Despite rhetoric from a certain president-elect and the potential appointments he will make, the wheels of change in the auto industry will not stop and that is very bad news for big oil.
The Table's Already Set
Had this election happened four years ago things may have been different, Tesla would have never been able to break the industry like it did, never able to break consumer reports testing scores, never able to garner 400,000 reservations in less than a month, never scare the automotive giants into action. Fortunately for us that did happen and now there is no stopping it.
The dust has already settled the industry is moving forward.
For all the bluster surrounding green tech and electric vehicles in general, the fact remains that people have seen a glimpse of the future and they're not likely to step back. Simply put, EVs are cheaper to operate, more efficient, more powerful, and very soon less expensive to buy than gas powered vehicles. If you were thinking EVs are reliant on government subsidies you should know, many automotive manufacturers are rapidly approaching the cut-off, meaning they have already sold so many EVs or Plug-in Hybrids they no longer qualify. The dust has already settled the industry is moving forward.

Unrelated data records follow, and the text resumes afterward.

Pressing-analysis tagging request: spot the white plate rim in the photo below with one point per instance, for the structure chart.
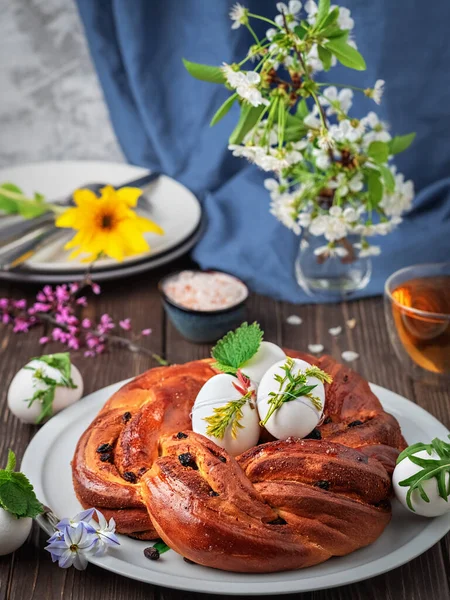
(127, 172)
(430, 535)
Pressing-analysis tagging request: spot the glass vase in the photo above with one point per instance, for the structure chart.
(331, 277)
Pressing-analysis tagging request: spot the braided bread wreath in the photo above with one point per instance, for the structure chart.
(280, 505)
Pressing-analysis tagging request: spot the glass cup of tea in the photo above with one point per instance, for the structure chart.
(417, 310)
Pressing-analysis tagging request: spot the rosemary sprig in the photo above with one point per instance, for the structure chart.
(430, 469)
(226, 415)
(292, 387)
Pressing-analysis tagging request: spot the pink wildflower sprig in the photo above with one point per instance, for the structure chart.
(60, 307)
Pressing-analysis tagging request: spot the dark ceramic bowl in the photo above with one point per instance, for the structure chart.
(202, 326)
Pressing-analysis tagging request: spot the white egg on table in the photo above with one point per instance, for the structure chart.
(266, 356)
(13, 531)
(297, 417)
(404, 470)
(216, 393)
(25, 384)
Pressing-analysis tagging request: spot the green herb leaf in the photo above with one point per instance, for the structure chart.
(400, 143)
(237, 347)
(11, 464)
(16, 492)
(347, 55)
(293, 386)
(224, 416)
(388, 178)
(325, 56)
(204, 72)
(248, 118)
(161, 547)
(430, 468)
(378, 152)
(223, 110)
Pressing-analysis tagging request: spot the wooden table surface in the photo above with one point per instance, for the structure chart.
(29, 573)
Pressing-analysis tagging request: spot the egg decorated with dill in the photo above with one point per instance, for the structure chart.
(291, 398)
(421, 478)
(225, 412)
(43, 387)
(266, 356)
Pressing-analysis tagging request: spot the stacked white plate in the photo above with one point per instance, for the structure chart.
(168, 203)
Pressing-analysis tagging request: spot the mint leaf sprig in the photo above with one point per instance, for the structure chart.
(293, 386)
(61, 362)
(16, 492)
(237, 347)
(430, 468)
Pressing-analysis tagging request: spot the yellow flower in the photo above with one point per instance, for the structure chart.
(107, 224)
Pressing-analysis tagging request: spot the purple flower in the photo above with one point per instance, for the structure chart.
(125, 324)
(20, 325)
(20, 304)
(74, 547)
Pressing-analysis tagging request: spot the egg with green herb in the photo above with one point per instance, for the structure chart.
(43, 387)
(13, 531)
(266, 356)
(224, 414)
(291, 398)
(422, 496)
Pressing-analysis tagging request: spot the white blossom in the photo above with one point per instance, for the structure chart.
(290, 13)
(336, 101)
(238, 14)
(344, 19)
(321, 158)
(365, 250)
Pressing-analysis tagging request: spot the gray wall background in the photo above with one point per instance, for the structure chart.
(51, 104)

The auto industry is a massive beast and once its been ramped up its very hard to slow down. Even sweeping government changes that weaken the electric vehicle industry will have a hard time overcoming the havoc Tesla has wrecked. The fact is many manufacturers have already gone too far to turn back now. However that's not the only nail in the oil industries coffin, the global economy makes it nearly impossible to stop EVs.
The US is Only One of Many
For a century the United States was far and away the world's largest automotive market and due to this most cars were built solely to satisfy our wants and needs. For better or worse, those days are done. Yes the US is still a major auto market, its still the second largest in the world and that most likely won't change for some time, but China is quickly becoming the driving force in the automotive world.

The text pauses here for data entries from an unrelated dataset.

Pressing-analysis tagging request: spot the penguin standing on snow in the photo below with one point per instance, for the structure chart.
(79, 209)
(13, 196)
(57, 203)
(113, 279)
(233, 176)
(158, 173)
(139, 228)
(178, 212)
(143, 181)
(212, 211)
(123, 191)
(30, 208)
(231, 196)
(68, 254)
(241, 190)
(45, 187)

China's rapidly growing middle-class and their growing love affair with cars combined with dangerous levels of airborne pollution have made electric vehicles essential and forced the government to push automakers toward an electric future. With the world's largest auto market making an abrupt turnaround (look at the graphic above, the yellow is China), automotive manufacturers don't have much choice but produce EVs.
Furthermore, Europe has faced high gasoline prices for decades and with electric vehicles proving their worth has triggered many countries to outright ban gasoline-powered auto sales in the near future. These two regions account for more than half of the world automotive market, and if both are making strong moves toward electrics you can bet the US will be forced to follow suit.
5 Largest Auto Markets:
China = 32%
United States = 28%
European Union = 22%
Japan = 7%
India = 4%
This all brings us back to the main point, despite everything that has happened and will happen within the US government, oil and gas are rapidly on their way out. They cannot rely on one region to dictate the industry as in years past, the world is simply bigger than that now. Oil and gas had their heyday but now electrics are taking over and there isn't much that is going to stop it.